The key word is "How."
How do we give Iraq a chance at stability?
How do we bring stability and security to the Region?
How do we strengthen our own national defenses?
And how do we keep America safe and strong?
Some say that staying in Iraq is the answer. I disagree!
Because of the war in Iraq, our military is overcommitted and stretched thin. We are chewing up our military equipment and we are spending money at an astronomical rate, a rate that was never envisioned or planned.
The days that the war will last months rather than years- that our international allies will help pay - and that Iraq's reconstruction will be paid by Iraq's oil revenues - have long passed.
Despite several milestone events that were heralded as turning points to Iraq's security woes, the latest being Iraq's general election in December 2005, violence has continued to escalate.
The UN reported this week that an average of more than 100 civilians per day were killed in Iraq last month.
Listen to what I am saying-- violence has been escalating despite nearly three and a half years of US military operations and the presence of over 130,000 US troops in Iraq.
More than three and a half years in Iraq-- This is longer than our involvement in the Korean War and will soon be longer than our participation in WWII. Yet the battle rages on in Iraq.
Because the solution to Iraq's security situation cannot be solved by the United States Military. Yet they continue to shoulder the burden. It is up to the Iraqis. The Iraqis must take control of their own security and their own future. We cannot do it for them.
It was just reported to me that the vast majority of Army units in the United States are at the lowest state of readiness, which means they are not ready to deploy to combat anywhere in the world due to shortages of personnel, equipment and training.
So, if called upon by our Commander-in-Chief today most of our Army units within the United States would have to report, "Not ready for duty, sir."
This is indeed a dangerous situation given the recent events in Lebanon, North Korea, Gaza, and Iran.
We have no strategic reserves.
Our ability to project power to protect America wherever and whenever necessary is no longer at the level necessary to ensure success.
That's why I say the policy of "staying the course" or of "waiting to see" in Iraq is hurting our national security, has weakened our military and has impeded our ability to respond to present and future threats.
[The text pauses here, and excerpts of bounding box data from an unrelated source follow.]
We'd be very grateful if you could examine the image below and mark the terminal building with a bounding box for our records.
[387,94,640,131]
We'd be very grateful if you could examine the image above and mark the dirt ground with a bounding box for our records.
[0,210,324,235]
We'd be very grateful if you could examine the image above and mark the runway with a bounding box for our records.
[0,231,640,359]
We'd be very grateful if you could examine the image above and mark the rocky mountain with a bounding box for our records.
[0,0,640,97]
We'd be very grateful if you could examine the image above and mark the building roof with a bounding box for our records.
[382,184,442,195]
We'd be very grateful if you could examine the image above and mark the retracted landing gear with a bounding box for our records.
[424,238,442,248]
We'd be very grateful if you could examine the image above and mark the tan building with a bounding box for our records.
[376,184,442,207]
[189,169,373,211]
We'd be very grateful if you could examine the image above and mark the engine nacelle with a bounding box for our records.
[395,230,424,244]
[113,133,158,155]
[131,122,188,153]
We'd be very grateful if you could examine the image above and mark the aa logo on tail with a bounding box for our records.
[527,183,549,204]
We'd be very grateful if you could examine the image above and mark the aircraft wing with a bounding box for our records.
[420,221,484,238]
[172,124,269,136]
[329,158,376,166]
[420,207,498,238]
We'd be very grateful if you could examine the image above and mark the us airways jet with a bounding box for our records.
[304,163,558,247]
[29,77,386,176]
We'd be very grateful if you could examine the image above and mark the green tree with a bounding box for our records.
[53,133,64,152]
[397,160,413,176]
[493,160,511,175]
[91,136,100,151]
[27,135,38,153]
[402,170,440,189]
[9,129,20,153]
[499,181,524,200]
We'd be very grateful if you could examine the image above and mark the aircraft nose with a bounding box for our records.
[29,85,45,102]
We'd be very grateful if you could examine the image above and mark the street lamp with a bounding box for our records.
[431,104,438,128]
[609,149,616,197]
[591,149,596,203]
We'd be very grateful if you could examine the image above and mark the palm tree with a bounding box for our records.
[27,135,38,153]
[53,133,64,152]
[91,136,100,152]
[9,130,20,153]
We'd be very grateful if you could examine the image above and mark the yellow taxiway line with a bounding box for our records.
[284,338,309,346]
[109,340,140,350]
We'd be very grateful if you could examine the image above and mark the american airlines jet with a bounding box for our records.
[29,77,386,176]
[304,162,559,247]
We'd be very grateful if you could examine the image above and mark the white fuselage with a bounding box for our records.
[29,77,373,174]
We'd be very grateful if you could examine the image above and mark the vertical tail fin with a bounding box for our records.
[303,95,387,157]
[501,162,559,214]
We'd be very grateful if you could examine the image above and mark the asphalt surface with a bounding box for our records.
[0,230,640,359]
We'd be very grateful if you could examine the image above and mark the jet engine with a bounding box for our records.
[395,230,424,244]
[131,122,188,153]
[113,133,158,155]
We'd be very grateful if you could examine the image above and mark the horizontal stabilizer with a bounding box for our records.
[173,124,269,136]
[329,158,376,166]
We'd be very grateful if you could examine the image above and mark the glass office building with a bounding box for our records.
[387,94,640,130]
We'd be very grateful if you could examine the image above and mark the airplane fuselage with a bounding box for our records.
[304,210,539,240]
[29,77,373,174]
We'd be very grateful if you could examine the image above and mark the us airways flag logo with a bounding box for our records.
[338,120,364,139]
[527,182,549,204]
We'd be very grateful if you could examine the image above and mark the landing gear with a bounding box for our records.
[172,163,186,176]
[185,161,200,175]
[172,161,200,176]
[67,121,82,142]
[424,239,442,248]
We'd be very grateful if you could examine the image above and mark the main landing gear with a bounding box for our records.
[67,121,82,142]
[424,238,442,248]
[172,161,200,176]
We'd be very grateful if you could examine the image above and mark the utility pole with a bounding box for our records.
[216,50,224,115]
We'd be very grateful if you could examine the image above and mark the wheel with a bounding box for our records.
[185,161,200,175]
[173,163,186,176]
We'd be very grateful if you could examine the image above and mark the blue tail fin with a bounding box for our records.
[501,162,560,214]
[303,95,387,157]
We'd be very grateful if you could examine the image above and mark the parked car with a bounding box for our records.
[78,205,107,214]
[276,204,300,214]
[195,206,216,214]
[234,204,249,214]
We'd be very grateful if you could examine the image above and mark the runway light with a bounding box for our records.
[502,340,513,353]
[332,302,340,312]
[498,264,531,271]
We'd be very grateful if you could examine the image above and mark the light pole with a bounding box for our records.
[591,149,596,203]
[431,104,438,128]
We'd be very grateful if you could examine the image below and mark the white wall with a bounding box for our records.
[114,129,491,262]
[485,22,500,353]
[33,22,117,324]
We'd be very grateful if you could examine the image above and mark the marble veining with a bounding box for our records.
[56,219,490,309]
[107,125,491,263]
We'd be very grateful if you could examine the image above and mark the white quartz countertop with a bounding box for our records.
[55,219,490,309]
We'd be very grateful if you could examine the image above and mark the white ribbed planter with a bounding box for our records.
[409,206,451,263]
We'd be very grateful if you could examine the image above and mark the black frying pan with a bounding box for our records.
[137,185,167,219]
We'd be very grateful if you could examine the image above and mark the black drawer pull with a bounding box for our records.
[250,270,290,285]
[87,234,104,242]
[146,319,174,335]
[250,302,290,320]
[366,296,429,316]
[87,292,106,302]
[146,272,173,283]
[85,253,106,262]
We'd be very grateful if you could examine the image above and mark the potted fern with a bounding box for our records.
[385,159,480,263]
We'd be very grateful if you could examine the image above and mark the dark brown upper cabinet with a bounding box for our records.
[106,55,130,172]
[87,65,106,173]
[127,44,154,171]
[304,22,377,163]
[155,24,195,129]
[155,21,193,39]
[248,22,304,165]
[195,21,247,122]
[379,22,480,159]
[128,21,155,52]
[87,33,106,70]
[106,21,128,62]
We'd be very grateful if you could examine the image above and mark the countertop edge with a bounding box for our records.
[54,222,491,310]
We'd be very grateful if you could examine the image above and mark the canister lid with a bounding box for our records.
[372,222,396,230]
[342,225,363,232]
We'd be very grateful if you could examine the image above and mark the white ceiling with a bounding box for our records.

Because of the Administration's policies in Iraq our global diplomatic options are limited and our international credibility has been severely undermined.
I believe that the policy to "continue to stay the course" in Iraq is emboldening our potential enemies.
Who wants us in Iraq?
North Korea, Iran, China, Russia, and the Al Qaeda. Because they believe as a nation we are distracted; and as the world's superpower, we are depleting our resources.
Redeployment of our military from Iraq does not equate to abandoning Iraq. Continued diplomatic efforts are tremendously important and must be vigorously pursued.
But ultimately the Iraqis must take control of their own security situation and must convince its neighbors of the importance of a stable Iraq.
The insurgency in Iraq has now transformed into a civil war. The United Nations reported this week that more than 14,000 Iraqi civilians have been killed this year alone. Sectarian killings have surpassed deaths attributed to terrorism.
We continue to lose American lives; nearly 500 have been lost since I spoke out on November 17, 2005.
The number of attacks per day has grown from about 50 in 2004 to well over 100 today.
The amount of cash paid to families of Iraqis civilians killed or maimed by US military operations has grown from $5 million in 2004 to $20 million last year.
In 2003, the average monthly war expenditures in Iraq were about $4 billion; in 2004 we spent $5 billion a month; in 2005 $6 billion; and today we are spending $8 billion per month in Iraq.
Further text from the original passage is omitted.